Stock responses about statistical significance for reviewing machine learning papers

So many ML papers contain tables like

Method Score(↑)
Baseline 1 49.9%
Baseline 2 49.8%
Baseline 3 50.0%
Our super fancy SOTA method 50.1%

then say "results on the benchmark show that our method is state-of-the-art for task X."

When I encounter this as a ML paper reviewer, my first response is usually something to the effect of "The entries in your table are random and the differences are low, I think you need error bars and a statistical test result to support claims about significance". Occasionally the authors do follow up with test results which show significance, but more often they do not. I've seen many different reasons. Here I will go through a bunch of examples and give my recommendations for what to say to authors.

Author responses and my suggested follow up responses

"Clearly not significant"

Authors:

We are happy to provided error bars. Please see updated table. Error bars are computed over 3 samples.

Method Score(↑)
Baseline 1 49.9±10%
Baseline 2 49.8±10%
Baseline 3 50.0±10%
Our super fancy SOTA method 50.1±10%

(Translation: their results are very clearly not statistically significant)

My suggested response (honest): this is obviously not significant you idiots.

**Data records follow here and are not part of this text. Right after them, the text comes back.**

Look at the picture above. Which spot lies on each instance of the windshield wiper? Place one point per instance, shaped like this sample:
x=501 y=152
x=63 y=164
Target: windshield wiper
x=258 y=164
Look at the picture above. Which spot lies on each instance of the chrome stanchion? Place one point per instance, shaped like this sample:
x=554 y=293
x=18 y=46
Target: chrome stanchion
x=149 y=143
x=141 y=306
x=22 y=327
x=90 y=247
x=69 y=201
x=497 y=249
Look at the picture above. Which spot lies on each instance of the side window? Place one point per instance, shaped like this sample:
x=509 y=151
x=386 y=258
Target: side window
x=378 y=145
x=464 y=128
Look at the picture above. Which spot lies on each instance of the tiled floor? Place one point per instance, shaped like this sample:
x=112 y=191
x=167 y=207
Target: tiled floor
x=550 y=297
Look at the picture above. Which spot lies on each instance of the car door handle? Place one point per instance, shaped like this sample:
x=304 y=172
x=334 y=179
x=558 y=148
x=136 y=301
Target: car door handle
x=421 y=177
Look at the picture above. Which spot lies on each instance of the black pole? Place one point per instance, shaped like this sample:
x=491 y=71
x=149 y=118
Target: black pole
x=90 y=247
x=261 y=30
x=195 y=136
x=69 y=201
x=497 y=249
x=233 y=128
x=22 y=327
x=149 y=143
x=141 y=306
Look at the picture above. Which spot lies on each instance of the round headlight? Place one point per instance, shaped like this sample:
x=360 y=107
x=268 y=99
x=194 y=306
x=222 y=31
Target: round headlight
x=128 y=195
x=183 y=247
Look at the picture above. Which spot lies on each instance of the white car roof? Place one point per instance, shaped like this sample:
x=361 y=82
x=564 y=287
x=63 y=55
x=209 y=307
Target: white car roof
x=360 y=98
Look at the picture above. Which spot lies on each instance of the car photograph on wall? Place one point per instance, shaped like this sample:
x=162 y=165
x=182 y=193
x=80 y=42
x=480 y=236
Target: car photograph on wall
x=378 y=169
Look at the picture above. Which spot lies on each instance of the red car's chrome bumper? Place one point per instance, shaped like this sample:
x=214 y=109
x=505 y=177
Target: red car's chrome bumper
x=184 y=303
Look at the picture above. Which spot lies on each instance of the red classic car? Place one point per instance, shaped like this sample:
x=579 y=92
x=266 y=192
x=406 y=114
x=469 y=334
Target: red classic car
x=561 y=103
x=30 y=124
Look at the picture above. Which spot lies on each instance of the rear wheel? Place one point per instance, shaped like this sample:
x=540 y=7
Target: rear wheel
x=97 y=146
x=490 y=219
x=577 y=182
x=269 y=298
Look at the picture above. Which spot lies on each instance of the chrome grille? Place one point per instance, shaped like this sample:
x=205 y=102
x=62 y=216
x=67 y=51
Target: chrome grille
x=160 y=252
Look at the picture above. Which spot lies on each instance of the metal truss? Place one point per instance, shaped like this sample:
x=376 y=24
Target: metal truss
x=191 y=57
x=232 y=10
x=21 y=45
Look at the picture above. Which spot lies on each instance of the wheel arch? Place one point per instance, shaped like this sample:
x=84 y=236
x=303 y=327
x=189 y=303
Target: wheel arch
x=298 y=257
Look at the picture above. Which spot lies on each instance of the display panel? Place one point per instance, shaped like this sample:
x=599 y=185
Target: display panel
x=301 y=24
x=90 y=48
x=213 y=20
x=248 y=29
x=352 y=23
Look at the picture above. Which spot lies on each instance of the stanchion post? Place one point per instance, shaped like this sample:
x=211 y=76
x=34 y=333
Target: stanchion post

My suggested response (diplomatic): I don't think these results support the claim of "state-of-the-art performance over baselines". The error bars suggest that the result is not statistically significant (although it would be appreciated if the authors could provide the results of a statistical test to confirm this).

EXPENSIVE experiments

Authors:

My dear reviewer, you don't understand: my experiments are ExPeNsIvE, I cannot simply ReRuN tHeM.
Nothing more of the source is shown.